On Mon, Sep 28, 2015 at 9:49 AM, Eric J Korpela <[email protected] <mailto:[email protected]>> wrote:

    linux has had io priorities in the kernel scheduler since 2.6.13  They are
    accessed from the command line using the ionice command.

    ionice -c <class> -n <piority> <command>
    ionice -c <class> -n <priority> -p <pid>

    classes are 1 (realtime) 2(standard) 3(idle)
    priorities are 0 (highest) to 7 (lowest)

    Children inherit the settings of the parent.

    In theory the io priorities effect paging, but I'm not sure that counts as a
    memory priority.  I'm not sure a memory access priority makes sense apart 
from
    I/O and CPU scheduling since memory access doesn't ususally involve a 
system call.



    On Mon, Sep 28, 2015 at 9:11 AM, David Anderson <[email protected]
    <mailto:[email protected]>> wrote:

        Those calls affect CPU priority.
        We're looking for something that changes I/O and memory priority.
        -- David

        On 9/28/2015 7:29 AM, Jon Sonntag wrote:

            According to the MSDN documentation regarding SetThreadPriority:
            "Sets the priority value for the specified thread.

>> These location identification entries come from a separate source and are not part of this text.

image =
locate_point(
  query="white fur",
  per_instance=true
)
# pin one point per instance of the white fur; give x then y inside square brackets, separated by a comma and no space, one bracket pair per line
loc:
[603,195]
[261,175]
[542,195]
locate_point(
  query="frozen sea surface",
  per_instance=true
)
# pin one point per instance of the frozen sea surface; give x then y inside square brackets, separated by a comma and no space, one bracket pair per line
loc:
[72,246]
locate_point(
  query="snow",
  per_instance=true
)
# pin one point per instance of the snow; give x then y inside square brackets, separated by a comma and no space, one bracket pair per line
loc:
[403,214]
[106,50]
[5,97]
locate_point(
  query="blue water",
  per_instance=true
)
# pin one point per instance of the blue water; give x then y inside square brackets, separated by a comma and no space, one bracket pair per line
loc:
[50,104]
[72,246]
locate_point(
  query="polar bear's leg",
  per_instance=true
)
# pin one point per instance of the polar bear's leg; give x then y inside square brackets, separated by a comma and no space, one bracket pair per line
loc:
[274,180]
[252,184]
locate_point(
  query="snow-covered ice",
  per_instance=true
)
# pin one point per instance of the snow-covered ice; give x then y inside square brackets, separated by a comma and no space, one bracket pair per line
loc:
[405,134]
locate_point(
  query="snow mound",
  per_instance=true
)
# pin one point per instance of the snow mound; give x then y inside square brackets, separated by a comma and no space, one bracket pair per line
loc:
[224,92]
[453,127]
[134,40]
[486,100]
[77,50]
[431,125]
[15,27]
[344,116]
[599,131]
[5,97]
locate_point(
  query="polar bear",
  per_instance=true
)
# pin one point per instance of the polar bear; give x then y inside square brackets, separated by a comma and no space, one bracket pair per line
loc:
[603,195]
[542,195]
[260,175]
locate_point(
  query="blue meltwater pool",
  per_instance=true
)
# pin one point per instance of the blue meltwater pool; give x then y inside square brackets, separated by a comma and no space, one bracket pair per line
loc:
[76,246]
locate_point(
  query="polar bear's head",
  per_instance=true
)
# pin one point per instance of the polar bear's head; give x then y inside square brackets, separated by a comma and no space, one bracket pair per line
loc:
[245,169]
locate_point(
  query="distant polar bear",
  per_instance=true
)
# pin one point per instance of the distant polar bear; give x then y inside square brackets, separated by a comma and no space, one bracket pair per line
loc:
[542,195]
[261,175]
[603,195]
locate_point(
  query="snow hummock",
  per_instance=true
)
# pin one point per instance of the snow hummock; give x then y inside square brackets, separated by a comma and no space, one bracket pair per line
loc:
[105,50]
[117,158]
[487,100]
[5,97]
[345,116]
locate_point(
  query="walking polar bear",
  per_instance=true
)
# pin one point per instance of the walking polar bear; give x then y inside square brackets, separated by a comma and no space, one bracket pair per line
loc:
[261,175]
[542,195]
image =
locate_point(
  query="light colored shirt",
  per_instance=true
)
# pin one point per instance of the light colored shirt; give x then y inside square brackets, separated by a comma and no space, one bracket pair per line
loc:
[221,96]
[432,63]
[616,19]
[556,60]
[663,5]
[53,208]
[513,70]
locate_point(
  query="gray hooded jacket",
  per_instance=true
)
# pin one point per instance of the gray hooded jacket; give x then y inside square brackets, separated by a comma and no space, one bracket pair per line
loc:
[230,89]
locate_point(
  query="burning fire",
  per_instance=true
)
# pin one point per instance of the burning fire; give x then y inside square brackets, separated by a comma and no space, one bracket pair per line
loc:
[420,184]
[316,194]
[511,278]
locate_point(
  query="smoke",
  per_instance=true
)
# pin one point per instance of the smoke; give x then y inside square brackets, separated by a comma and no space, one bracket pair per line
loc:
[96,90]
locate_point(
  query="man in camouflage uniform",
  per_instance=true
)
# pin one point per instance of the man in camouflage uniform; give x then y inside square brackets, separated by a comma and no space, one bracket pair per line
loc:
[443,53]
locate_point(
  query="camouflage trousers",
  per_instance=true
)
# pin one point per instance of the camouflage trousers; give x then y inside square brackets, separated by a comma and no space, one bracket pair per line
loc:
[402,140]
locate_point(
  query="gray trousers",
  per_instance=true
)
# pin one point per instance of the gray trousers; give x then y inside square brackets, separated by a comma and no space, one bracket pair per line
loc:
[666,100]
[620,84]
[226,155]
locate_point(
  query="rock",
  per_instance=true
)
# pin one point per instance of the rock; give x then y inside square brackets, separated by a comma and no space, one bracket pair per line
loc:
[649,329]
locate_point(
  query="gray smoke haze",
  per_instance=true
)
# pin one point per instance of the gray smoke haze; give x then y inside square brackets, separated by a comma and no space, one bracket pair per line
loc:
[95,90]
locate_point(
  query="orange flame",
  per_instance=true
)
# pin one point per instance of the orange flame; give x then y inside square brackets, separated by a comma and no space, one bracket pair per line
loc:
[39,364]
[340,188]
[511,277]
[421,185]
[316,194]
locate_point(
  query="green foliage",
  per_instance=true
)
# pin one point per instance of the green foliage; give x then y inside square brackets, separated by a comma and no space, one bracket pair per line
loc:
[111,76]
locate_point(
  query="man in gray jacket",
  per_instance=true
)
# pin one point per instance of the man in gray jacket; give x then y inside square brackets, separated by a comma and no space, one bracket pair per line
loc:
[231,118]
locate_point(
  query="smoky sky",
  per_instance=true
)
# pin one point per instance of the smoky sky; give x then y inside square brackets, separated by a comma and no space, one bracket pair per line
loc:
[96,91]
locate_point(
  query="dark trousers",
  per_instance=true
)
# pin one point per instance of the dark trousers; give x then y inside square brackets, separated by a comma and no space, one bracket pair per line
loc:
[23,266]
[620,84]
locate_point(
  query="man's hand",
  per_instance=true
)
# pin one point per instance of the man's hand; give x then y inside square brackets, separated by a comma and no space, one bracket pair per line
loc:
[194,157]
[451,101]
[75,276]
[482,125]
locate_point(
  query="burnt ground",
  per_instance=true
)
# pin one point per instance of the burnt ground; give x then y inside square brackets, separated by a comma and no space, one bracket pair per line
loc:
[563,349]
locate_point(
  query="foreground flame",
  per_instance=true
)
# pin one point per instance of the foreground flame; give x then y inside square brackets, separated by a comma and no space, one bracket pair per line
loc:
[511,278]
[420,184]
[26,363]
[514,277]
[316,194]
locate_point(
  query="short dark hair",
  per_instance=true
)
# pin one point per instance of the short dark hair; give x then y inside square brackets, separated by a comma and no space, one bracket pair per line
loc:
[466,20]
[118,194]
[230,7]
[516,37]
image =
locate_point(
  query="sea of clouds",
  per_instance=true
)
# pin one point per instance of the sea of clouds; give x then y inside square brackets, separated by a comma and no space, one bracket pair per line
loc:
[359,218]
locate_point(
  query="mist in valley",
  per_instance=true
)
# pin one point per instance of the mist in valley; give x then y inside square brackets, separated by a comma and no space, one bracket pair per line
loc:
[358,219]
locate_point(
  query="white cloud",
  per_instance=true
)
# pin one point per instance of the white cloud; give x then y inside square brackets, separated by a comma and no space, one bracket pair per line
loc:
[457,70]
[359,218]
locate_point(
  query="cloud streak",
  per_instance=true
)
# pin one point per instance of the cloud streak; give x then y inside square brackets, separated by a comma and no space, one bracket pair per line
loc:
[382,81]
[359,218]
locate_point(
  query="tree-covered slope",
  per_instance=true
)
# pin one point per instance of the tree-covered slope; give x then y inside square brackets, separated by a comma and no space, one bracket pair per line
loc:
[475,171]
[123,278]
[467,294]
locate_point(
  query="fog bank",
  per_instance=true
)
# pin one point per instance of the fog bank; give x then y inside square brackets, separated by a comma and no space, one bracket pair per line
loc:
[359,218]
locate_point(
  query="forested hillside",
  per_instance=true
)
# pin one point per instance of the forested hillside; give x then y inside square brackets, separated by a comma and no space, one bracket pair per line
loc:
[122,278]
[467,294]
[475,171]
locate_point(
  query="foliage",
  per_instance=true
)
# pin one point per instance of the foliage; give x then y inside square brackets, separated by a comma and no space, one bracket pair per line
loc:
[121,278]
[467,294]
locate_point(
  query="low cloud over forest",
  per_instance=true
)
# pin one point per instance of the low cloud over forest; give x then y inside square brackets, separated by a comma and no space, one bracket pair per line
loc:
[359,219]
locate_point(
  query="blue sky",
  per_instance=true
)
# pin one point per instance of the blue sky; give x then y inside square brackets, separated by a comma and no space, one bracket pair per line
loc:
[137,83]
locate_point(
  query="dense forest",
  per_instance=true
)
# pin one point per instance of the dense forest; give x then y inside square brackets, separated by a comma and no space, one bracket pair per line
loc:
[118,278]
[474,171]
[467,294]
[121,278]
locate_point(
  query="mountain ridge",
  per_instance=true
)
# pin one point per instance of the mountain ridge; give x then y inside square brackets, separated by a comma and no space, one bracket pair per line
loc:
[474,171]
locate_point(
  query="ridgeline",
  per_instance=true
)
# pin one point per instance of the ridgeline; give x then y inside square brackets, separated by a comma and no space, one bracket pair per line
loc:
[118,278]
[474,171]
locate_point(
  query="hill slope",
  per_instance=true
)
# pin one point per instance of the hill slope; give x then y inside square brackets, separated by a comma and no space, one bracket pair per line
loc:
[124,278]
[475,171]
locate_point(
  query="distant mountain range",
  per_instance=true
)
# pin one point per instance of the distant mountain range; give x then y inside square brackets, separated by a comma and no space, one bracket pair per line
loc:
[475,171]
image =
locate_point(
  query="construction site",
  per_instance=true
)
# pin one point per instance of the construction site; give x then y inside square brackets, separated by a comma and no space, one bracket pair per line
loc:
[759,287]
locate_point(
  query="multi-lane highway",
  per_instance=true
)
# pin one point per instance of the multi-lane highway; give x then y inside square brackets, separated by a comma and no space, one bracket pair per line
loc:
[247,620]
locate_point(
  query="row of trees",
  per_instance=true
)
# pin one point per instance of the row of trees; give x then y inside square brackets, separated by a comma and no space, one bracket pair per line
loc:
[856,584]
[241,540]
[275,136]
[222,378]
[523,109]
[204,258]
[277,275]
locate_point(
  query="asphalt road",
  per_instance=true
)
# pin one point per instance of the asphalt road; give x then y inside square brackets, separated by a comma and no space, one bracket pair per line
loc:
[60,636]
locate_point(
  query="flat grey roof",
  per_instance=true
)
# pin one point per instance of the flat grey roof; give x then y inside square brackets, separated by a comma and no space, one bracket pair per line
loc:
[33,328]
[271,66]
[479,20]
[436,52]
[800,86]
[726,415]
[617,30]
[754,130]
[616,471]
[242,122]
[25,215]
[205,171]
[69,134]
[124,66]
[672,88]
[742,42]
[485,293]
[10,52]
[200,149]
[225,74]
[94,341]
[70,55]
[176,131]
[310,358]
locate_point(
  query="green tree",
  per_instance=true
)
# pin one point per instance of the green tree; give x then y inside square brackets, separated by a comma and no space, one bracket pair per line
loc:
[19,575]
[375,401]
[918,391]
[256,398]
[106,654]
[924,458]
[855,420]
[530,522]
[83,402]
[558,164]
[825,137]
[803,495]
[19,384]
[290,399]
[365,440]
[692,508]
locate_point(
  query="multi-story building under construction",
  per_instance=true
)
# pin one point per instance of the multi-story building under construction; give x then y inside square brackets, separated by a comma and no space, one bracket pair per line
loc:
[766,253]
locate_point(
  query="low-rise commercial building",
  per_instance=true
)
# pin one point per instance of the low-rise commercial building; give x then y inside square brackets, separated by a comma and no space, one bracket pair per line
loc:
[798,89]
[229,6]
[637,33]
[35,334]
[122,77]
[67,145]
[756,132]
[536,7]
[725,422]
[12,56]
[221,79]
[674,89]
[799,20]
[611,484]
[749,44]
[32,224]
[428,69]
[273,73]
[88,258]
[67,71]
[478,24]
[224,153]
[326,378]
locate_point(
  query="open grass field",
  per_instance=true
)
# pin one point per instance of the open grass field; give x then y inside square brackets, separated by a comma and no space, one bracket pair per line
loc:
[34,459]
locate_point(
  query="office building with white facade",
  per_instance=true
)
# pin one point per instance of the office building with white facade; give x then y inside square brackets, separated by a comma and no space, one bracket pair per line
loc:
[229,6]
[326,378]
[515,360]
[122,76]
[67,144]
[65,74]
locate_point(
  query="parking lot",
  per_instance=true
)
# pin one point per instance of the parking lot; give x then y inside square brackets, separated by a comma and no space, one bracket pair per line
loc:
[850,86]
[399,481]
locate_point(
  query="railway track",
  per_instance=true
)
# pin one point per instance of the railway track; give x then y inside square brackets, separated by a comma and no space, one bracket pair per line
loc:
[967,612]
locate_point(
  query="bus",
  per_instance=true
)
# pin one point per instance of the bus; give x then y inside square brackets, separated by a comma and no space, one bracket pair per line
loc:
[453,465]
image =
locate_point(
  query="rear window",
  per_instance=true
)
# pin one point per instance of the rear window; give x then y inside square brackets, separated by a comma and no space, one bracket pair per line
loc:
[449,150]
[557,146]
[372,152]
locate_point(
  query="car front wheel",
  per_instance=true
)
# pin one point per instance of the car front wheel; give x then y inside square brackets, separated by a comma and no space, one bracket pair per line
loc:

This value,
            together with the priority class of the thread's process, determines
            the thread's base priority level."

            To make sure that GPU apps get access to the CPU when required but
            still run in the background, the Collatz apps use the following for
            Windows versions:

            if 
(SetPriorityClass(GetCurrentProcess(),BELOW_NORMAL_PRIORITY_CLASS))
            SetThreadPriority(worker_thread_handle, 
THREAD_PRIORITY_BELOW_NORMAL);

            I believe that boinc_init only allows idle or normal priority.Using
            the above allows the GPU apps to run at a higher priority than the 
CPU
            apps which is especially good when there are 8.5 cores (e.g. 8 CPU
            workunits and 1 GPU workunit @ 0.5 CPUs) allocated on an 8 core 
host.

            Jon Sonntag


            On Sun, Sep 27, 2015 at 12:18 AM, David Anderson
            <[email protected] <mailto:[email protected]>
            <mailto:[email protected] <mailto:[email protected]>>> 
wrote:

                Windows has an API for reducing the priority of I/O and memory 
usage,
                namely SetPriorityClass():
            
https://msdn.microsoft.com/en-us/library/windows/desktop/ms686219(v=vs.85).aspx
            
<https://msdn.microsoft.com/en-us/library/windows/desktop/ms686219%28v=vs.85%29.aspx>
            
<https://msdn.microsoft.com/en-us/library/windows/desktop/ms686219%28v=vs.85%29.aspx>
                with the PROCESS_MODE_BACKGROUND_BEGIN**arg.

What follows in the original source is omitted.